The environmental attorney I work for has had a case that he thought was headed for settlement suddenly turn out to be headed for trial instead, which has meant I have suddenly had almost more work than I can squeeze in sorting documents. This is, on the one hand, not the most scintillating of tasks, but on the other, one that it is easy to keep at for hours on end even when I'm seeing cross-eyed (unlike research and writing which require a certain degree of mental clarity) and I am attorney enough to know the joy of billable hours.


Between work and school, then, I have been happy to let the cleaning part of life slide, until DOB started having dust reactions. He thinks it's more because of moving offices last week, but I'm thinking that not vacuuming in a month is not very helpful, so I have been getting reacquainted with the vacuum cleaner this weekend.
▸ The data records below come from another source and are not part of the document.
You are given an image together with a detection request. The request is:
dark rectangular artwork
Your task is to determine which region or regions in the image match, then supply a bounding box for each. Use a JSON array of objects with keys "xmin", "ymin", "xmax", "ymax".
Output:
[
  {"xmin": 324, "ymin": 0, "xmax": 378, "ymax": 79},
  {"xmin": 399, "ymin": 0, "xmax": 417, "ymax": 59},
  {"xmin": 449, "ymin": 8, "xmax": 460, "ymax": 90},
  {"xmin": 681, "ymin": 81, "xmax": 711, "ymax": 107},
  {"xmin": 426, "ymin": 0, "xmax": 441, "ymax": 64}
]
I came across this link that reminded me of another not-actually-in-the-Bible statement I should dispute: "God will never give you more than you can handle." Actually what the Bible says is, "God will not allow you to be tempted beyond what you can resist." We are promised grace for temptation. We are not promised that we will never be taken beyond our physical, emotional, financial, or spiritual breaking points. I've been there and I know it's not true.
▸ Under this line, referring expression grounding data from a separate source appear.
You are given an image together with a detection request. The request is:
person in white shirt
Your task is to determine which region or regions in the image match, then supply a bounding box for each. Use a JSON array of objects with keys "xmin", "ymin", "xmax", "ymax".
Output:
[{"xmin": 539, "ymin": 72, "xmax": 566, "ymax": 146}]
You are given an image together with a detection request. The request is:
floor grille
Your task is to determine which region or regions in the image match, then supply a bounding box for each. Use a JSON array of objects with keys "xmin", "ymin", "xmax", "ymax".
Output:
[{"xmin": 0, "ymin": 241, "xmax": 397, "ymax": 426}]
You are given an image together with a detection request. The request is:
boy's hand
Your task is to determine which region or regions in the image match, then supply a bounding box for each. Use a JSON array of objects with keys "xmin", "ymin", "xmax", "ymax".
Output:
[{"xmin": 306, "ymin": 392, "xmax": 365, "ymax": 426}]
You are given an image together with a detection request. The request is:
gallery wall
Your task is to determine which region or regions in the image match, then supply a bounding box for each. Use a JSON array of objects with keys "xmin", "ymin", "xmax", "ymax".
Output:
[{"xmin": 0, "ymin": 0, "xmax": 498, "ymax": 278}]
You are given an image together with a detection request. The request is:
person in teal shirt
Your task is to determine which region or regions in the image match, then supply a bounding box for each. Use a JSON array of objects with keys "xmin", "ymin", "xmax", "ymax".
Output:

But not only is it false, I wonder if the very presence of the idea doesn't make us cold to each other. It's a pat, comfortable thing to say, "Well, you know God won't give you more than you can bear." Or, in other words, "Depart in peace: be ye warmed and filled." If God's not going to give those folks more than they can handle, then the rest of us don't really need to get involved, do we? But sooner or later most of us are going to come across more than we can handle; that's why we are commanded to bear each other's burdens.
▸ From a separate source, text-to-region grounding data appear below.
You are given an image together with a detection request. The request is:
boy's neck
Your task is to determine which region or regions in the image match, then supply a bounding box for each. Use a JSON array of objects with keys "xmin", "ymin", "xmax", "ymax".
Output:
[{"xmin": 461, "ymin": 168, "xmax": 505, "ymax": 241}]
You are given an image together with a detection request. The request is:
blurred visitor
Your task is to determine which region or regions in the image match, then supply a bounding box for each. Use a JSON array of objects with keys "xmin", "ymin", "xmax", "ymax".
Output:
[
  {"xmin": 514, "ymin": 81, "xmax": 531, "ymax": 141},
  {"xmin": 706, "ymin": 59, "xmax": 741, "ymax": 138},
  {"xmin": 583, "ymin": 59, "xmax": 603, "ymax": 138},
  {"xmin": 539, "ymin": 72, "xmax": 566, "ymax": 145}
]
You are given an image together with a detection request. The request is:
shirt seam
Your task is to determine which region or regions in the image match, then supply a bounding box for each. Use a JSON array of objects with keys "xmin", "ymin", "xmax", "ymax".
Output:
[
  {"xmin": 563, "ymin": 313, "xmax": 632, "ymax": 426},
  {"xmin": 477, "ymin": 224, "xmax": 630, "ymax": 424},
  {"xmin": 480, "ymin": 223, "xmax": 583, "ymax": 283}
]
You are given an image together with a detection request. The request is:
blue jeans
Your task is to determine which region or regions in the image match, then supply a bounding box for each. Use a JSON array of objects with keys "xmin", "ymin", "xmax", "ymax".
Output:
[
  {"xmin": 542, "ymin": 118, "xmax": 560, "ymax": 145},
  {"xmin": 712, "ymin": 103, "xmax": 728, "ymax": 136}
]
Late Friday evening I went to call the kids in for bed and discovered that Dot had outclimbed her range in the fir tree. Deux was up with her, being stuck above her in the tree. They did fine for a while pretending they were Tigger and Roo, but eventually Deux figured out  a way around and Dot began to panic. I climbed up to retrieve her while DOB talked with her about the advantages she would find from being a bird, which kept her distracted until she had to face the terror of me trying to lower her. Fortunately we had a friend visiting who helped bridge the last distance to DOB and solid ground.

Before we were up the next morning, they were all climbing the tree again, though Dot was careful to only climb as high as she was sure she could get down. I am very appreciative of gutsy kids, though I did wish a bit that they could have given me a little more time to recover.


After doing classes at the Y through the fall and winter, we have decided to call it quits for now. The kids are tired of going to classes, and I am tired of being in a loud building full of moving people for three hours every Saturday morning. DOB shall have to just do his workouts by himself. Except for all those loud, moving people. Maybe I will take the kids to the park. Or maybe I will sleep in while they climb trees.


I have moved and brightened up my homeschooling blog, so if you want to read the details of what we do and very occasional pontification on educational subjects, that's the place to go.

1 comment:

Diary of an Autodidact said...

1. Good that you have work. But it always does get crazy all at once, doesn't it?

2. I really need to find an excuse for my neglect of housework. (Other than "I'd rather be reading or hiking."

3. Good article. I love your take on it too. Shades perhaps of the ATI philosophy that keeping the rules keeps you safe from bad things, perhaps?

4. I don't think I had a fear of heights until I had kids. It's a wonder they ever survive long enough to develop common sense.

5 & 6. I can't think of anything to say. Some lawyer *I* am, huh?